The present findings are interesting in raising the possibility of sex differences in the association of STS GMV and CD symptoms. It should be emphasized that the sex-by-CD symptom interaction was not significant after FWE correction, but we tentatively discuss this issue because the post hoc tests revealed robust inverse nonlinear associations between the number of CD symptoms and STS gray matter bilaterally in girls (p < 0.001, FWE-corrected) that were not evident in boys. If this sex-by-CD symptom interaction is replicated in future studies, it may help understand the large sex differences in the prevalence and possibly the etiology of CD behavior (Moffitt et al., 2001; Van Hulle et al., 2007). Taylor and Ounsted (1972) and Eme (1992) refer to a “gender paradox” in many disorders with such unequal sex ratios: The gender with the lower prevalence also tends to be more seriously affected. The present findings raise the important possibility that more pronounced structural abnormalities in the STS may be needed to overcome other factors that protect girls from developing CD symptoms during childhood. If boys are less protected from social influences to engage in childhood antisocial behavior, they may be more likely than girls to develop CD symptoms in the absence of reduced GMV in the STS.

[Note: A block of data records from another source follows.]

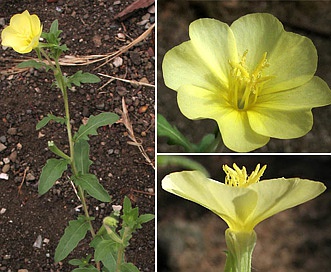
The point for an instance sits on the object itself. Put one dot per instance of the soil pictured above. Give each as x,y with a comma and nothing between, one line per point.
88,28
191,238
309,18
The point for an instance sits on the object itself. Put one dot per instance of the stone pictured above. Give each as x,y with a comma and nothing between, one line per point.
13,156
2,147
12,131
30,177
5,168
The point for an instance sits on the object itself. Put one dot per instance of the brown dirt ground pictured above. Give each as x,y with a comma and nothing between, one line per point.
88,28
191,238
308,18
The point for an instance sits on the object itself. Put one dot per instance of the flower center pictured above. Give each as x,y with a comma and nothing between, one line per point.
238,177
244,87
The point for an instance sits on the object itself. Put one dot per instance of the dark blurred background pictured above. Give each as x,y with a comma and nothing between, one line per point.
309,18
191,238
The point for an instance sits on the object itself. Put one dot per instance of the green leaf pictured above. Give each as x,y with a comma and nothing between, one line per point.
175,137
129,267
91,185
86,269
94,122
50,117
73,234
209,143
144,218
52,171
80,77
106,252
82,161
31,63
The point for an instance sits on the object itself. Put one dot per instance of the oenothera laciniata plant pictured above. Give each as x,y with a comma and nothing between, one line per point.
23,35
253,78
242,201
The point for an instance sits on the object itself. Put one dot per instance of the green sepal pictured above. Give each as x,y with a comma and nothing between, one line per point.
175,137
209,143
182,162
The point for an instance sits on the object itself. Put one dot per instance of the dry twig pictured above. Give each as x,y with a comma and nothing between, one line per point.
134,141
69,60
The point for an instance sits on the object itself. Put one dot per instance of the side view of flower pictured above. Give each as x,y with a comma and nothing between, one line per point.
23,32
112,238
243,201
255,79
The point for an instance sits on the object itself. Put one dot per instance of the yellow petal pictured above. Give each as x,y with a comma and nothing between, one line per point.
23,32
277,195
237,133
280,124
314,93
181,66
225,201
215,44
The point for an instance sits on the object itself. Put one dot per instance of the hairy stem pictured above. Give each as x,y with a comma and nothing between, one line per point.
121,249
62,85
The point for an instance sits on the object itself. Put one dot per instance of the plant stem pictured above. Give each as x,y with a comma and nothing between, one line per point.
121,249
62,85
240,249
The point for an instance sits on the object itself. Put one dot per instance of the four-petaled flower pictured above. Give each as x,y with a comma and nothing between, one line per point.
242,201
23,32
254,78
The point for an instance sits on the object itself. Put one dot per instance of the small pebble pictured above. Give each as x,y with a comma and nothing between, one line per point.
6,160
30,177
118,61
2,147
12,131
5,168
13,156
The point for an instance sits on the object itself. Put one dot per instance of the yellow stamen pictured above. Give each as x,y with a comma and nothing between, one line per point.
244,87
239,178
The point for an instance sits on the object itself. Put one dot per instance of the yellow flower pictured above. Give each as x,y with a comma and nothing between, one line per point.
23,32
242,201
254,78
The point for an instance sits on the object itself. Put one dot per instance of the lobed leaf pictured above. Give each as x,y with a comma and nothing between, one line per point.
52,171
94,122
73,234
91,185
129,267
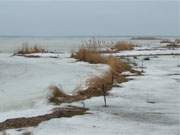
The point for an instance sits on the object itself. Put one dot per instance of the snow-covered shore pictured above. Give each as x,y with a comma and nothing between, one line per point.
24,81
146,105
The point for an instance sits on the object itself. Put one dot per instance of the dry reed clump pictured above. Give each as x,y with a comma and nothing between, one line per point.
56,94
88,55
97,86
26,49
122,46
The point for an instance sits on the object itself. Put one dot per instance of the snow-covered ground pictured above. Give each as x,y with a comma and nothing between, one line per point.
147,105
24,81
148,52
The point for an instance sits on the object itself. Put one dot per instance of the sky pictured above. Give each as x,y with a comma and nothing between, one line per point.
83,18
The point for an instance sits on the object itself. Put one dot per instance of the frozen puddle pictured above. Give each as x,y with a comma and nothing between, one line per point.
147,105
24,81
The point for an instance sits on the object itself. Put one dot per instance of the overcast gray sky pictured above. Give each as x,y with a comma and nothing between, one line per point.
60,18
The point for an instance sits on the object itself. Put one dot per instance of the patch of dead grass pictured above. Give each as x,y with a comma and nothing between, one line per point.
123,46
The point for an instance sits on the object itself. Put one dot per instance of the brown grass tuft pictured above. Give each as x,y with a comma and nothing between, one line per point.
57,93
122,46
88,54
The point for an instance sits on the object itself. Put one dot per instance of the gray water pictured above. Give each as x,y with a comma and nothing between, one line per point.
58,44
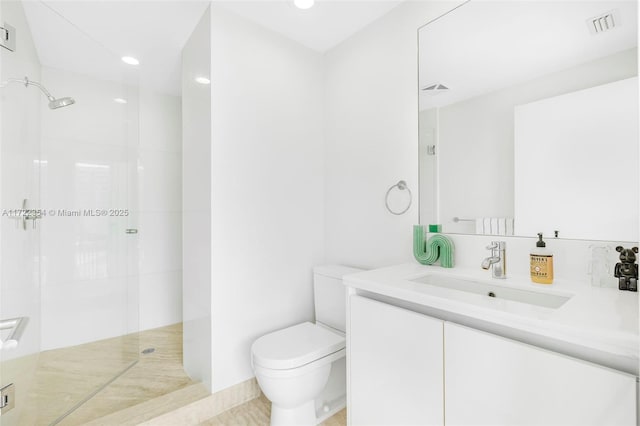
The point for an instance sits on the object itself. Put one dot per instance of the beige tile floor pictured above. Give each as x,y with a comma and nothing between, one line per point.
257,412
64,377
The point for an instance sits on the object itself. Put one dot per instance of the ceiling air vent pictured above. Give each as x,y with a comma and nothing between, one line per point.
601,23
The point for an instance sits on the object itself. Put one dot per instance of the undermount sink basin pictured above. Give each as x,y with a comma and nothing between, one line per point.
537,298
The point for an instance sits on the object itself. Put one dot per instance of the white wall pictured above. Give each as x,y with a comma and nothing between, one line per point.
371,127
196,204
160,209
267,185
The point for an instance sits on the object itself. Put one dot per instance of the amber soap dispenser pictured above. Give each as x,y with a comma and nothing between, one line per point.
541,263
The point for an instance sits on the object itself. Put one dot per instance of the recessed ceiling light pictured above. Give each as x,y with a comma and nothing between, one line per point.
304,4
130,60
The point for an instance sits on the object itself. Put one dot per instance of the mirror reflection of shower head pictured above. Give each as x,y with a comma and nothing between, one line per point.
53,102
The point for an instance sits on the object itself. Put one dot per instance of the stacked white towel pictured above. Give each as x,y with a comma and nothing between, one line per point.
494,225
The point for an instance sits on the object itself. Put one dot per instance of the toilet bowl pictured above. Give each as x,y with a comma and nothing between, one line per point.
301,369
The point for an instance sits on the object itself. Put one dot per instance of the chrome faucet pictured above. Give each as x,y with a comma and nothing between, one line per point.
497,260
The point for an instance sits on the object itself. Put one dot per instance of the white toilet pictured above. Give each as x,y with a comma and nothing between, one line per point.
302,369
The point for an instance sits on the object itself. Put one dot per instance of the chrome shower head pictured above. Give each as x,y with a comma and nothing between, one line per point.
61,102
53,102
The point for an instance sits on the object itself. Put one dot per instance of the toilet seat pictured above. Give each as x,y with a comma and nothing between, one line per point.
296,346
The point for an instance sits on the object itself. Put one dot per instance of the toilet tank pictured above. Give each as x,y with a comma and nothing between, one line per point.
329,294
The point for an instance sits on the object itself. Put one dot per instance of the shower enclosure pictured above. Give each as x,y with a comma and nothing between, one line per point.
68,241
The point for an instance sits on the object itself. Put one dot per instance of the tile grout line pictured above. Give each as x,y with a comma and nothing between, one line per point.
92,394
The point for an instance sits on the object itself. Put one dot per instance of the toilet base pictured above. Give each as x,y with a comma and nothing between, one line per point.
303,415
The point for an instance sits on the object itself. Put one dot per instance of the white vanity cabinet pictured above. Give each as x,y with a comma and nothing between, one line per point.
395,365
491,380
407,368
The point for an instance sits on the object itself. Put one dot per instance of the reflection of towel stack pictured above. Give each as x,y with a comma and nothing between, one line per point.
494,226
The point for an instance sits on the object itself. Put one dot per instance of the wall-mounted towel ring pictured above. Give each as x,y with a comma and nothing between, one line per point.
401,185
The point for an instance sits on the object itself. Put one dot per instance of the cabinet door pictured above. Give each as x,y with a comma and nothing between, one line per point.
490,380
395,365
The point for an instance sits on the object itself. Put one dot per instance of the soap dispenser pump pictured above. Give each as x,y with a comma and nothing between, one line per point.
541,260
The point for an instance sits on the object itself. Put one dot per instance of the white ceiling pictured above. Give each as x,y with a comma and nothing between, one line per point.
484,46
320,28
89,36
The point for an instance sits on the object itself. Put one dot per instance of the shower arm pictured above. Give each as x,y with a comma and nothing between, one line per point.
28,83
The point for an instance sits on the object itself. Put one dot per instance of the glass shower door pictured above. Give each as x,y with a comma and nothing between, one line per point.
69,266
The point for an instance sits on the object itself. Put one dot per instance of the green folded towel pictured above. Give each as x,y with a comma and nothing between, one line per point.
427,252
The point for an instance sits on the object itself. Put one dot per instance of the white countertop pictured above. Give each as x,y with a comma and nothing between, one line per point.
602,319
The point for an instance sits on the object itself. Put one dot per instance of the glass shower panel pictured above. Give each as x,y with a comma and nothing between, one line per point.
75,274
19,241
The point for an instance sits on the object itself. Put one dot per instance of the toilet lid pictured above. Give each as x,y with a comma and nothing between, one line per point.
295,346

A related possibility is that a sex difference in the development of temporal lobe structures from childhood through adolescence and into adulthood (Hu et al., 2013; McClure et al., 2004) could result in temporal lobe structures being related to antisocial behavior in different ways at different ages in female and male children. For example, it is possible that the reductions of GMVs that have been documented in previous studies of antisocial male adolescents and adults only emerge after childhood. If the sex-by-CD symptom interaction is substantiated in future studies, longitudinal imaging studies beginning in childhood will be needed to determine if this sexual dimorphism is observed across age within the same sample and accounts for some of the sex differences in adolescent antisocial behavior. Such findings would not necessarily rule out other explanations, of course, such as sex differences in socialization (Keenan and Shaw, 1997).

Limitations

Although maternal education is robustly predictive of her child's intelligence (Bornstein et al., 2013; Edwards and Roff, 2010; Ghassabian et al., 2014), our findings may have differed had child intelligence been directly measured in the present study (Wallace et al., 2014). In addition, our focus on gray matter volume is an important limitation of the present study. Gray matter volume is a function of both cortical surface area and thickness and there is emerging evidence that cortical surface area and thickness have different influences and correlates (Winkler et al., 2010). For example, one study failed to find differences in GMV between children with a disruptive behavior disorder diagnosis and healthy controls, but found reduced cortical thickness in the disruptive behavior disorder group (Fahim et al., 2011). Similarly, two studies found reduced cortical thickness, but not surface area, in the superior temporal cortex in youth with CD (Hyatt et al., 2012; Wallace et al., 2014). Thus, the present study may have been more revealing had these components of GMV been distinguished.

Conclusions

The present findings were consistent with previous findings of an association between high levels of CD symptoms and reduced gray matter volumes in temporal regions, although this association may have been stronger in girls. The present findings did not support previous findings of reduced gray matter volumes in the anterior insula, amygdala, and frontal cortex in mostly older children and adolescents who met diagnostic criteria for ODD and/or CD relative to healthy comparison children.